The Moral Rot of the Left’s Abortion Agenda
Thomas Jipping February 06, 2019
In a November 1789 letter to French scientist Jean-Baptiste Leroy, Benjamin Franklin expressed hope that the new U.S. Constitution would endure, but acknowledged that “nothing is certain except death and taxes.”
The taxes part isn’t really true today. More than 40 percent of Americans pay no federal income tax, and one-third of them also pay no payroll taxes. While the death part is obviously true eventually, some lawmakers are trying to make death more likely before birth.
Unlike firearms, abortion exists for the sole intended purpose of killing human beings. Except for Satan, Sauron, and the occasional psychopath, however, killing human beings really isn’t an aspiration. War, justice, or self-defense may require it, but the killing itself has never been seen as a good thing.
In its 1973 Roe v. Wade decision, the Supreme Court said that the Constitution protects a woman’s decision “whether or not to terminate her pregnancy.” The casual reference to the Constitution notwithstanding, the very next sentence revealed the court’s real motivation: the “detriment” that prohibiting abortion would “impose on the pregnant woman.”
Nonetheless, the fact remains that abortion kills human beings. Even Hillary Clinton, when she ran for president in 2008, said that while abortion should be safe and legal, it should be “rare, and by rare, I mean rare.”
Public opinion continues to echo that negative view toward the act of abortion itself. In one poll last year, younger respondents said by a margin of 47 to 39 percent that abortion is more likely to do harm than good to a woman’s life. A Gallup analysis found that “support for making abortion broadly illegal [is] growing fastest among young adults.”
This shift comes at a time when fewer abortions are being performed. The number of abortions in the U.S. has declined by nearly 50 percent in the last three decades.
Some lawmakers are determined to combat these encouraging signs. But since abortion kills human beings, the only way to feasibly argue for more abortion access is to deprive human beings of any significance at all before birth.
In New York, for example, the new law making abortion available until birth is just the beginning. That same law repeals the requirement to help babies that survive an abortion.
But New York legislators also went beyond abortion altogether, amending the state’s homicide statute so that it only applies after birth. Today, in “progressive” New York state, you can kill a human being before birth by abortion or any other method, intentionally or accidentally, whether the mother wanted the baby or not, and pay no legal price for it.
In Virginia last week, Del. Kathy Tran introduced House Bill 2491 to weaken even the few existing protections for babies during their final three months in the womb.
Under current law, two physicians must agree with the abortionist that a late-term abortion is necessary. Tran’s bill would let the abortionist alone decide.
Today, a late-term abortion is legal if the pregnancy would “substantially and irremediably” impair the woman’s physical or mental health. Tran’s bill would delete those key words.
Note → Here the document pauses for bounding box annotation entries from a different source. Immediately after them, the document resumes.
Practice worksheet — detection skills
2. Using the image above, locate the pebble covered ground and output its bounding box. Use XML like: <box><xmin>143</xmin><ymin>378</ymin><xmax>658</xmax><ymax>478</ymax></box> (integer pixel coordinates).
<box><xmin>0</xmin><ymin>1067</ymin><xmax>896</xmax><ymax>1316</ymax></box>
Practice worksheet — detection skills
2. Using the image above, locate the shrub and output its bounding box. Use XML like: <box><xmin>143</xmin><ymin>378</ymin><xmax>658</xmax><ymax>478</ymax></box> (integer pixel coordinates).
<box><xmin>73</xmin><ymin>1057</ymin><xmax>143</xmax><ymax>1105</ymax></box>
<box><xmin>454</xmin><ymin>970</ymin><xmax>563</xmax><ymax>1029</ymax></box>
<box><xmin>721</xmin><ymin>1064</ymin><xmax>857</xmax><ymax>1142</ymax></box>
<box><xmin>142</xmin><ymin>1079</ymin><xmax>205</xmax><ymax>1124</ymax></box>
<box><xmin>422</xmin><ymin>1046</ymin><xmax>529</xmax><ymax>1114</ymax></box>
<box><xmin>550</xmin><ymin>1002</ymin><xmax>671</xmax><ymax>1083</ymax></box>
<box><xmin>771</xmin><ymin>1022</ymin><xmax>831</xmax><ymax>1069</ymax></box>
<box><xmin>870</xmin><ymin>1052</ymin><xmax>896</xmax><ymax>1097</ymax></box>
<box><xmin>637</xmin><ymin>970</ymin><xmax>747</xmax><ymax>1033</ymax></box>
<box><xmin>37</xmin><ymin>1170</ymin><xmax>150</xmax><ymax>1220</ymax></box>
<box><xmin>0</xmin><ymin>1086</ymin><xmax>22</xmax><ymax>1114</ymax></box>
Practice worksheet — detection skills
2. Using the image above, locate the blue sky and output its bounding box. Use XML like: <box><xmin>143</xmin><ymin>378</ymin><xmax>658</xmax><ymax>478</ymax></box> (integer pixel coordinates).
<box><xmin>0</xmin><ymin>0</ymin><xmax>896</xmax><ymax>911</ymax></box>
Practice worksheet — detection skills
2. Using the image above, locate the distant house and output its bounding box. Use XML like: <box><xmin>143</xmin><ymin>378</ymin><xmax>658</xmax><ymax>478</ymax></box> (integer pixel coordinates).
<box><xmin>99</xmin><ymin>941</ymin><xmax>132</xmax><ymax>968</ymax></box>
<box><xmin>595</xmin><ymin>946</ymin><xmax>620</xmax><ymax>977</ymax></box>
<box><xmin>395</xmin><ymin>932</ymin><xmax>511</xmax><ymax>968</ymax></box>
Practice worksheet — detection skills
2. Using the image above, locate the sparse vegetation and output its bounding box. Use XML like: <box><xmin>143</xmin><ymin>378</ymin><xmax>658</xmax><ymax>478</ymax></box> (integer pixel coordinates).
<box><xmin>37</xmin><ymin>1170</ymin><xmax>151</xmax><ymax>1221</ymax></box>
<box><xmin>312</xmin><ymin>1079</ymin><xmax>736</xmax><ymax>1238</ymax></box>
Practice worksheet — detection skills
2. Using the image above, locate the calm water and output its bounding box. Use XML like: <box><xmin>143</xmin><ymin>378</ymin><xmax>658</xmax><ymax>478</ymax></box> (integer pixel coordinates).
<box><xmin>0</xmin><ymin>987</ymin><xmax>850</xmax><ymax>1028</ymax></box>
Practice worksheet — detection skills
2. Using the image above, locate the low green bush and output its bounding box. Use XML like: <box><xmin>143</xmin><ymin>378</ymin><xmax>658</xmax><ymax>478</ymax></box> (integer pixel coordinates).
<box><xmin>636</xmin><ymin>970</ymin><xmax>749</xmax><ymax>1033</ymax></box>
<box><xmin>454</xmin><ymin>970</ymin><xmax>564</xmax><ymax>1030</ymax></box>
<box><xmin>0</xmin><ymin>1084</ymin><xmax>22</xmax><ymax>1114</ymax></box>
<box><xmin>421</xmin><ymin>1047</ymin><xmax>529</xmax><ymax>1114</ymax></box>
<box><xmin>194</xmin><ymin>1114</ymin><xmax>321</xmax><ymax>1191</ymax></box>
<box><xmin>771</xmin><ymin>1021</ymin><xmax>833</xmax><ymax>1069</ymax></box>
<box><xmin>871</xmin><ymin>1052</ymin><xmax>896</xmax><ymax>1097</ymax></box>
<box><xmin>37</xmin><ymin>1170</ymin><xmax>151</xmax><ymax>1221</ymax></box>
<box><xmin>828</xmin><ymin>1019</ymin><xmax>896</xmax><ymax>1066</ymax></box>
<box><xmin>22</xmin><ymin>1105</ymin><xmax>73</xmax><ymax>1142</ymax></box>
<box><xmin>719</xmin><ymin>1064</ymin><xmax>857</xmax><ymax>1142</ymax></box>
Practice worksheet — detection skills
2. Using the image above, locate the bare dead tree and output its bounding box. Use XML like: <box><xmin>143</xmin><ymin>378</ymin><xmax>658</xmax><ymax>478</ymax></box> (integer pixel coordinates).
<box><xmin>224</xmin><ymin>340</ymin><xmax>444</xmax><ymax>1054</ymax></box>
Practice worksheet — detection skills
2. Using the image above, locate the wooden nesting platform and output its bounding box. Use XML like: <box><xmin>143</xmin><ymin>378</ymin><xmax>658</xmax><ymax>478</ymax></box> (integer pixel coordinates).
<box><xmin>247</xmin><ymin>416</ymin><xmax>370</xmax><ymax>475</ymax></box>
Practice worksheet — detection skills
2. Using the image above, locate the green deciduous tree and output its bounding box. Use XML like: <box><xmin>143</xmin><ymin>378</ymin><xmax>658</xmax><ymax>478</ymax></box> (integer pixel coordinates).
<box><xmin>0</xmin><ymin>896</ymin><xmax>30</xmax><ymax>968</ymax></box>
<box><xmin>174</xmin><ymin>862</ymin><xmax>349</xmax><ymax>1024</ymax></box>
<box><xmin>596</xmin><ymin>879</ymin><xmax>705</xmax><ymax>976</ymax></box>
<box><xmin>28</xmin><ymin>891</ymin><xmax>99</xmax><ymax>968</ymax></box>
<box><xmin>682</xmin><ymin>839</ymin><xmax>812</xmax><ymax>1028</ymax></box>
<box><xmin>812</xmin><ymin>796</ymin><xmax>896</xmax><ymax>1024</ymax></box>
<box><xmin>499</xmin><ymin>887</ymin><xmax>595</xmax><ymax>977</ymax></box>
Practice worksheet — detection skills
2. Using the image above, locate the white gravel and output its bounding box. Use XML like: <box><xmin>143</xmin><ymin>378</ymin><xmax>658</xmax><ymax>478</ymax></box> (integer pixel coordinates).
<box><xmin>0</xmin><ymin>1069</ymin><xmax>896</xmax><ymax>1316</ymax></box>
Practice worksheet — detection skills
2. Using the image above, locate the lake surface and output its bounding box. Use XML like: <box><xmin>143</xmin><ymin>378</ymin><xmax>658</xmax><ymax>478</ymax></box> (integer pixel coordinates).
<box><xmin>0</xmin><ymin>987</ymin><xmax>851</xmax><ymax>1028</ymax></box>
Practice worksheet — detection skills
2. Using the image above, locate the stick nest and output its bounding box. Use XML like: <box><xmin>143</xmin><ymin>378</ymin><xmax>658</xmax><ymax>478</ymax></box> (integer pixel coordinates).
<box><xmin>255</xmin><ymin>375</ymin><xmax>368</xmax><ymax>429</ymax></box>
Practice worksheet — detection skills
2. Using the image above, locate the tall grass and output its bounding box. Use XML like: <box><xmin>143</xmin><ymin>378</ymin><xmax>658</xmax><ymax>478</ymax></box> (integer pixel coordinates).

During a subcommittee hearing on her bill, Tran admitted that it would allow an abortion even if the pregnancy was full-term and the mother was actually in labor. Tran’s bill would greenlight an abortion, even when the baby could survive outside the womb, on nothing but the say-so of the abortionist.
Here’s how little human life before birth matters to such advocates. Tran also introduced—on the same day, no less—House Bill 2495 to prohibit spraying a pesticide “intended to suppress an infestation of the fall cankerworm” between March 1 and Aug. 1.
According to the experts at Virginia Tech, eggs laid by this “sporadic pest” hatch in April and May and the new larvae are “voracious eaters.” Tran’s bill would make it more likely that cankerworms—also known, sometimes affectionately, as inchworms—make it to birth.
Franklin was right that death is certain for us all, but today legislators are working to make sure that time comes sooner for some of the most vulnerable.
Thomas Jipping is deputy director of the Edwin Meese III Center for Legal and Judicial Studies and senior legal fellow at The Heritage Foundation.